General information
- Type: Light aircraft
- National origin: United States
- Manufacturer: Cessna
- Number built: 1

History
- First flight: April 22, 1968^{[citation needed]}

= Cessna 187 =

American light aircraft prototype

The Cessna 187 was a prototype light aircraft built by American manufacturer Cessna in the late 1960s. As the newer Model 177 had been intended to replace the 172, so the 187 was intended to replace the 182.

==Design==
The Model 187 shape was similar to the 177, with a high cantilever wing similar to that of the Model 210, an all-moving tailplane, and tubular main landing gear struts. The 187's stabilator was mounted atop the vertical tail in a T-tail configuration, though a conventional configuration was also tested.

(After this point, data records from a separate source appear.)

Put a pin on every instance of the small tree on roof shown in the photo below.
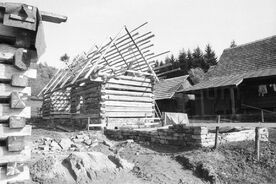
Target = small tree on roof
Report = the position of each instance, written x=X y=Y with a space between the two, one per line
x=233 y=44
x=210 y=56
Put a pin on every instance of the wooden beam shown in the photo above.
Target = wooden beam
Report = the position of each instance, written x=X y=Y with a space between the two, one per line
x=202 y=102
x=129 y=109
x=21 y=156
x=129 y=114
x=6 y=112
x=17 y=122
x=7 y=71
x=5 y=131
x=21 y=178
x=265 y=125
x=126 y=93
x=6 y=90
x=127 y=104
x=127 y=98
x=15 y=143
x=102 y=55
x=19 y=80
x=152 y=71
x=131 y=88
x=18 y=100
x=51 y=17
x=232 y=96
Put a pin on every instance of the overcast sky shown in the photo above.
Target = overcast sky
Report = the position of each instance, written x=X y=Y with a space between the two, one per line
x=177 y=24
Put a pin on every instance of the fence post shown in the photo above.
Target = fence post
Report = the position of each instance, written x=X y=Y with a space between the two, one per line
x=217 y=132
x=257 y=137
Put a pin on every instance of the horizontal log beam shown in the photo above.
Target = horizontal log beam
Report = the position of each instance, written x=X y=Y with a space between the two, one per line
x=21 y=178
x=21 y=156
x=6 y=132
x=265 y=125
x=126 y=93
x=6 y=90
x=128 y=114
x=127 y=98
x=127 y=104
x=6 y=112
x=129 y=88
x=6 y=72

Cabin doors on the 187 resembled the wide doors of the 177, and since there was no wing strut to impede its movement, the door opened to more than 90°. The windshield was more highly sloped than that of the 182, similar to the deep slope of the 177 windshield. The aft fuselage included a rear window with slope similar to that of the 177. There was room for four people, and a baggage area, with a separate access door on the pilot's (left) side. The 187 was powered by a single Continental O-470-R which delivered 230 hp.

==Development==
===Prototype stage===
The program entered initial design as the Model 343 in 1965, before the Model 177 had been officially introduced. The Model 343 was renamed to Model 187 in 1968 after its intended powerplant was changed from the 240 hp Continental GIO-336 to the Continental O-470. Construction of the first prototype began in early 1968. Only one flying aircraft, with serial number 666 and tail number N7167C, was completed. Static test articles were also constructed, but were not tested to their full strength before the program was canceled.

First flight was on 22 April 1968.

===Program cancellation===
There were a few problems during flight testing, such as blanking and partial stalling of the stabilator during stalls, an empty weight greater than that of the airplane it was intended to replace, and nose heaviness. However, the greatest obstacle to the program's acceptance was that the more complex wing's manufacturing cost would have pushed the aircraft price out of the acceptable marketing niche. The program was ultimately canceled after flight testing showed no significant improvements over the Model 182.